Demetrios Brinkmann [00:05:00]: Yeah, yeah. These models are very greedy.

Nikhil Simha Raprolu [00:05:03]: Oh, yeah.

Demetrios Brinkmann [00:05:04]: They need all the signals they can get.

Nikhil Simha Raprolu [00:05:06]: They get better, you know, the more you give it, the better it gets.

Demetrios Brinkmann [00:05:09]: That then became Chronon.

Nikhil Simha Raprolu [00:05:11]: That then became Chronon. Yeah.

Demetrios Brinkmann [00:05:12]: And you bolted it on to Zipline.

Varant Zanoyan [00:05:15]: We're. I mean, we're largely taking Kronnon and building Zipline around it.

Demetrios Brinkmann [00:05:19]: So basically the story is that you, you built Kronnon, you spun that out, or you open sourced it from Airbnb, which I feel like Airbnb has open sourced other stuff in the past.

Nikhil Simha Raprolu [00:05:32]: Yeah, Airflow.

Demetrios Brinkmann [00:05:33]: Yeah, Airflow. That's. I knew there was some big data thing that came out of Superset also.

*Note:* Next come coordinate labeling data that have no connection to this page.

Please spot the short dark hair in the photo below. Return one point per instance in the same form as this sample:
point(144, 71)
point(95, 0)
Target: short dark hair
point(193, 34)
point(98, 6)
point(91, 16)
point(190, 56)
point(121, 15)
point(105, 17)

Oh yeah, Superset. Both from Maxime.

Nikhil Simha Raprolu [00:05:42]: Yeah.

Varant Zanoyan [00:05:43]: So just to clarify, the Cronon open source was actually in collaboration with Stripe. So before we open sourced, we had like a close partnership with Stripe, again, another payments company basically, and we collaborated with them on the repository for six, eight months or so before going open source. So it's a jointly managed between the two companies.

Demetrios Brinkmann [00:06:03]: Well, it makes sense if it's very heavy on the fraud part, that Stripe would be interested.

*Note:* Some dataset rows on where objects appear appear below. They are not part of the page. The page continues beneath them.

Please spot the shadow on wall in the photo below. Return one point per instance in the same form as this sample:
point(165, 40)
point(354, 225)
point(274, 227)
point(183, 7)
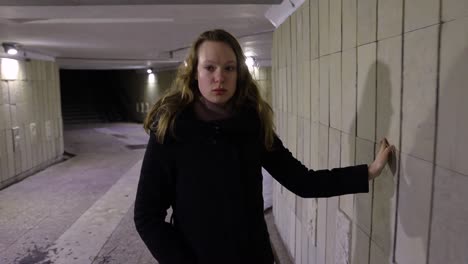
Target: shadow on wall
point(419, 169)
point(449, 239)
point(381, 234)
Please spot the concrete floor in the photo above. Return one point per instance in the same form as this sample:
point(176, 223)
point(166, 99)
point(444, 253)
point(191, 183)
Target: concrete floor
point(80, 210)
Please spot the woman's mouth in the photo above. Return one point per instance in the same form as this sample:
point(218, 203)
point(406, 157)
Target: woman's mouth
point(219, 91)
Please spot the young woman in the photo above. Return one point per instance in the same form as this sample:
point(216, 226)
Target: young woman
point(209, 138)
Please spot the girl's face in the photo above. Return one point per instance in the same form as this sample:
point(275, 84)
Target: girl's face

Varant Zanoyan [00:06:09]: Yeah, yeah, yeah. And then actually the journey with an Airbnb after payments is kind of interesting because search was the next big one that came along. Right. So search personalization is another use case that's very sensitive to real time data, has very, very high volume and can move the needle on the business. So it's like worth pushing that forward if you can. Um, and so that was kind of like the next big partnership that we had. And what was interesting is that once we were kind of working at search scale, we saw other interesting use cases within the company just start organically popping up. So like if you go to Airbnb and you see any listing, you'll see like a 4.8 stars average or whatever that's computed on Cronon.

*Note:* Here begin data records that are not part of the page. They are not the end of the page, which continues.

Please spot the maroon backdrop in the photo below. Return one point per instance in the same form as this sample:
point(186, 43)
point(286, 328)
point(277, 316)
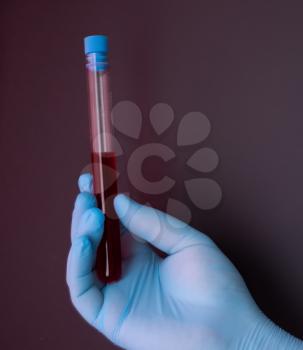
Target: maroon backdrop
point(238, 62)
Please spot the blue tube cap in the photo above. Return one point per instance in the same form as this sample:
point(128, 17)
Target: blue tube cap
point(96, 43)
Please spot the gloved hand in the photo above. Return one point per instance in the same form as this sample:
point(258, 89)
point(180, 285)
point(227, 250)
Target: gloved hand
point(194, 299)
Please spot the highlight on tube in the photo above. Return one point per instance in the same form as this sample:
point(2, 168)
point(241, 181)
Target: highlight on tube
point(126, 117)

Varant Zanoyan [00:06:44]: Because that team basically wanted that to be real time. You know, the same way that fraud and search want their signals to be real time and they wanted it to be like a windowed aggregation so that, you know, really, really old things fall out of the window and you see a more recent up to date view of that data to the user. And so it's the exact same data engineering challenge that ML faces, but just as a product facing, you know, metric. So they were like, well, Cronon's a great tool for this. And it, like, simplified their life from running this crazy Flink job to simply saying, hey, here's my data source. I want an average over this time window, and I want to, you know, plug it into this thing here. And it went from months to, like, a couple of days to get that up and running.

Demetrios Brinkmann [00:07:20]: How did they find out about Cronon? They just were hearing others use it because I imagine things can get lost in an organization that big.

Varant Zanoyan [00:07:27]: That was very interesting for us. As Airbnb got bigger, we no longer talk to everyone.

Demetrios Brinkmann [00:07:31]: Yeah, I believe it.

Varant Zanoyan [00:07:33]: Yeah. Word gets out. I mean, you know, you struggle with the data engineering stuff enough, and word gets out to like, hey, there's this thing that'll make your life easier. So that was really cool for us to see. We were happy with that.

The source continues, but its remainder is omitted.